Nel 1804 Villeneuve era al comando della squadra francese del Mediterraneo, bloccata nel porto francese di Tolone dalla flotta britannica dell'ammiraglio Nelson. L'imperatore Napoleone Bonaparte gli affidò il compito di distogliere la Royal Navy dalla sorveglianza del canale della Manica, per poter invadere la Gran Bretagna: Villeneuve avrebbe dovuto rompere il blocco di Tolone, raggiungere la Spagna (nuova alleata della Francia), congiungersi con una flotta spagnola e puntare sulle Antille. Qui avrebbe solo finto di minacciare le colonie inglesi, per attirare la flotta britannica: in realtà si sarebbe unito alla squadra francese dell'ammiraglio Honoré-Joseph-Antoine Ganteaume, giunta dal porto di Brest, avrebbe fatto ritorno in Europa e avrebbe preso il controllo della Manica.
Il 30 marzo 1805 Villeneuve riuscì a lasciare Tolone per raggiungere la Spagna, si unì alla squadra spagnola e raggiunse le Antille il 14 maggio. Qui non trovò traccia delle navi di Ganteaume, ancora bloccato a Brest, e fece rotta verso la Manica. Sorvegliato dalle fregate britanniche, con gli equipaggi già di per sé inesperti, infiacchiti dalla forzata inattività e per giunta logorati dalla doppia traversata oceanica, con le navi danneggiate dal lungo tempo trascorso in mare, Villeneuve affrontò il 22 luglio la flotta britannica della Manica presso capo Finisterre, ma si ritirò subito dopo aver perduto due vascelli spagnoli. Riparato nei porti spagnoli, dietro insistenza di Napoleone tentò in agosto una nuova puntata verso la Manica, ma si ritirò nuovamente quando incontrò nottetempo un convoglio mercantile, che scambiò per una flotta da guerra.
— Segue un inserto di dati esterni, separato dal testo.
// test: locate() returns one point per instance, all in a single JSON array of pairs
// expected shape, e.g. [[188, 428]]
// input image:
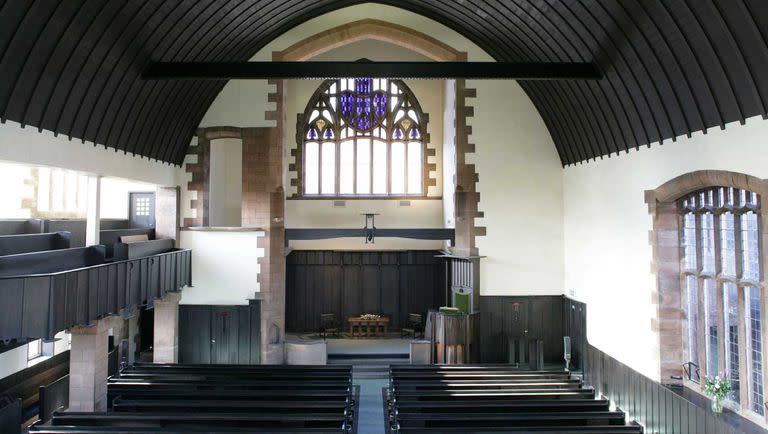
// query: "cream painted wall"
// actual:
[[520, 174], [225, 266], [226, 185], [607, 249], [26, 145], [322, 213], [521, 193], [13, 361]]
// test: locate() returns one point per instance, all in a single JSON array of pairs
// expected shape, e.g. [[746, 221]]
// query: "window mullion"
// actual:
[[722, 333], [354, 164], [745, 382], [702, 334], [337, 146]]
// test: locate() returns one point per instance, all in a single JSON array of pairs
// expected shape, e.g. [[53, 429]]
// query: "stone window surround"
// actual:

Ritiratosi nel porto di Cadice, fu bloccato da Nelson, finché Napoleone non gli ordinò di riportare la flotta nel Mediterraneo. Uscito infine da Cadice senza sapere quale tattica adottare contro Nelson, Villeneuve fu attaccato, sconfitto e catturato a Trafalgar, il 21 ottobre 1805.
In Gran Bretagna Villeneuve assisté ai funerali di Nelson, quindi ai primi di aprile del 1806 tornò in Francia, rilasciato sulla parola. Conscio che sarebbe stato sottoposto ad un infamante processo (Napoleone lo considerava unico responsabile della disfatta, per vigliaccheria) si suicidò sei mesi dopo durante il viaggio di rientro a Parigi (Rennes, 26 aprile 1806).